30 min. Spin-A-Thon Workout
- Katie Lothrop
- Apr 29, 2022
- 3 min read
I'm so excited to announce that I was chosen as one of a handful of spin instructors to lead a 30 minute workout to fundraise for the YMCA summer camp for kids! To honor this special workout, I've chosen to prepare a really awesome and special workout filled with fun hill climbs, hovers and so much more!

Mountain biking cheesing at a mountain biking festival before COVID!
Playlist: TikTok Spin Playlist by Katie Lothrop
HP = Hand Position. Follow Sitting and Standing Cues. If you're curious what positions you should be focused on, check out my blog post. Please use HP 1, 2 or 2.5 when sitting and HP 2 or 3 when standing - beyond that it's whatever you are comfortable with.
Workout
Please note each part is the song, the BPM and the length of the song for your reference!
Bad Habits - 75 bpm - 3:51
30 sec: Sitting flat Road RPM 95+.
40 sec: Add 3 gears. Standing Flat. RPM 65+.
50 sec: Sitting, keep resistance. RPM 85+.
40 sec: Add 1 gear. Standing Flat. RPM 65+.
Rest of song: Sitting Climb. RPM 75+
STAY - 85 bpm - 2:22
1 min: Drop 1 gear. RPM 85+.
6 x 5 second jumps
30 sec: Drop 1 gear. Increase RPM by 5.
30 sec: Increase RPM by 5.
30 sec: Add 3 gears. RPM 80+.
As It Was - 85 bpm - 2:47
30 sec: Drop 1 gear. RPM 80+.
45 sec: Standing Climb. RPM 70+
1 min: Drop 1 gear. RPM 85+.
30 sec: Drop 1 gear. RPM 90+
Heat Waves - 100 - 4 min
1:30 min: Full flat road recovery. RPM 80+
30 sec: Add 2 gears. RPM 90+.
2x15 second: Add 5 RPM
2x15 second: Drop 5 RPM.
30 sec: Standing Flat. RPM 70+.
1 min: Sitting Flat. RPM 90+.
First Short Hill Climb
edamame - 106 - 2:14
45 sec: Add 3 gears. Standing Climb. RPM 80+
30 sec: Add 2 gears. Sitting Climb. RPM 70+
45 sec: Add 1 gear. RPM 65+. Standing Climb.
Sunroof - 70 - 2:45
30 seconds: Drop 3 gears. RPM 80+.
1 min: Full flat road recovery. RPM 75+.
Rest of song: Add 1 gear every 30 seconds. RPM 90+.
Second Hill Climb
good 4 u - 85 - 2:58
30 sec: Add 1 gear. Standing Climb.
45 sec: Add 1 gear. Sitting Climb. (1:15)
5 x 3 second jumps
30 seconds: Increase RPM by 5.
5 x 3 second jumps
30 seconds: Drop 4 gears. RPM 75+.
side to side - 80 - 2:53
45 sec: Add 2 gears. RPM 85.
15 sec: Standing Climb. RPM 65+ (1:00)
15 sec: Sitting Climb. Add 1 gear. RPM 70+. (1:15)

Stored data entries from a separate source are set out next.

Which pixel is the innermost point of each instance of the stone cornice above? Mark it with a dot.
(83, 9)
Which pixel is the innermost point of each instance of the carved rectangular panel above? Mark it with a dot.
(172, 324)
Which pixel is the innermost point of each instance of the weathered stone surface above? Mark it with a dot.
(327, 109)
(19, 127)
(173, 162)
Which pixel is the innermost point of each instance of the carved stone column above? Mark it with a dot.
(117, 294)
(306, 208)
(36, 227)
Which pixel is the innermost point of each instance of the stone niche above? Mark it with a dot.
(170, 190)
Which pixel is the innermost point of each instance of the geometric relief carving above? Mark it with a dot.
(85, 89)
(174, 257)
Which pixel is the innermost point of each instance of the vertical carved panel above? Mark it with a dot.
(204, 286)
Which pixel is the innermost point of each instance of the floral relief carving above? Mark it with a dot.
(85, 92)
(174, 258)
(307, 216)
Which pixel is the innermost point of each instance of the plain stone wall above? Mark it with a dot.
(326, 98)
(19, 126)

15 sec: Standing Climb. RPM 65+ (1:30))
30 sec: Sitting Climb. RPM 75+. (2:00)
1 min: Add 1 gear. RPM 60+. Option to stand after 30 secs.
THE GOOD PART - 93- 2:32
30 sec: Drop 2 gears. RPM 70+. Standing Climb.

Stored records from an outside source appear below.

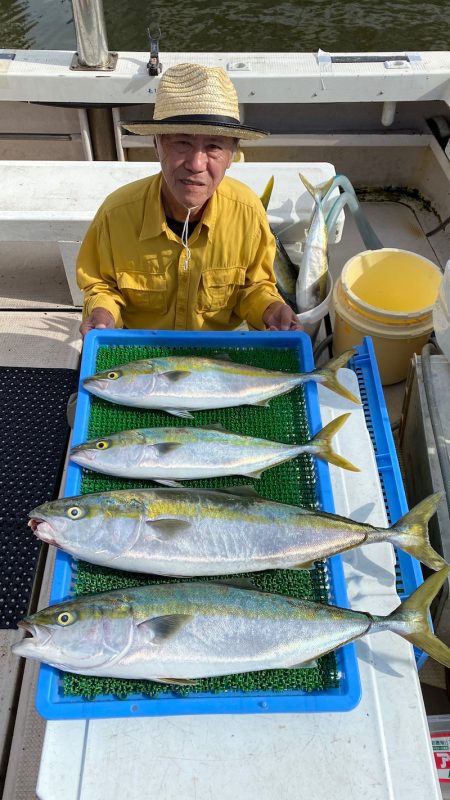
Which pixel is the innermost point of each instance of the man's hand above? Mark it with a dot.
(280, 317)
(100, 318)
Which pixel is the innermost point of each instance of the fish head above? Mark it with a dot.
(79, 635)
(112, 454)
(86, 525)
(124, 383)
(100, 522)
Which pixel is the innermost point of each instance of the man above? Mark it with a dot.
(187, 249)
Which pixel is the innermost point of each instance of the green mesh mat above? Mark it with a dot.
(292, 482)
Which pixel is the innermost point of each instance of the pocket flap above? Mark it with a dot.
(140, 282)
(224, 276)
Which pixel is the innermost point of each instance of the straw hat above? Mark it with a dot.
(192, 98)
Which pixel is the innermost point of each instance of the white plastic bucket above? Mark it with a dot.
(387, 294)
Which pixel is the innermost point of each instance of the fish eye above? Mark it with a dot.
(65, 618)
(74, 512)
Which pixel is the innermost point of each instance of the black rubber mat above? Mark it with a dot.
(33, 440)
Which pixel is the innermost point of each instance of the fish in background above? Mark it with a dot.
(313, 269)
(180, 384)
(200, 532)
(180, 632)
(286, 271)
(166, 455)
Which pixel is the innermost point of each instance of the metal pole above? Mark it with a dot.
(91, 34)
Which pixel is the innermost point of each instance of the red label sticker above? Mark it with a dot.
(441, 749)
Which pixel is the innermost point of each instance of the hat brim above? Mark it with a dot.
(222, 129)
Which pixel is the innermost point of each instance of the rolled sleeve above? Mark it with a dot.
(96, 275)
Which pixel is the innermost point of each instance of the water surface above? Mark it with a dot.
(237, 25)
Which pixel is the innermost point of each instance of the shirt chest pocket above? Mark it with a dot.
(219, 287)
(147, 288)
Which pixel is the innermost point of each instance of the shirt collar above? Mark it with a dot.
(154, 222)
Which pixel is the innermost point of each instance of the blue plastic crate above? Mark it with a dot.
(51, 702)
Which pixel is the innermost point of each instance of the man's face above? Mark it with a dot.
(192, 168)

30 sec: Drop 2 gears. RPM 80+.
1 min: Flat Road. Full recovery. RPM 85+.
30 sec: Add 2 gears. RPM 95+.
A-O-K - 82 - 2:54
30 sec: Sitting Flat. RPM 85+. (Keep resistance)
30 sec: Add 1 gear. Standing Flat.
30 sec: Sitting climb. Add 2 gears. RPM 75+.
30 sec: Standing Flat. RPM 70+.
1 min: Drop 1 gear every 30 secs. RPM 85+.
this is what falling in love feels like - 2:00
Cooldown (whole song) - sitting flat. RPM 85+.
Stretching ~ 15 mins
If you have high or low blood pressure, please consult your doctor before attempting any type of exercise that might invert your head. You are responsible for your body. Please click on the hyperlinks for stretch descriptions.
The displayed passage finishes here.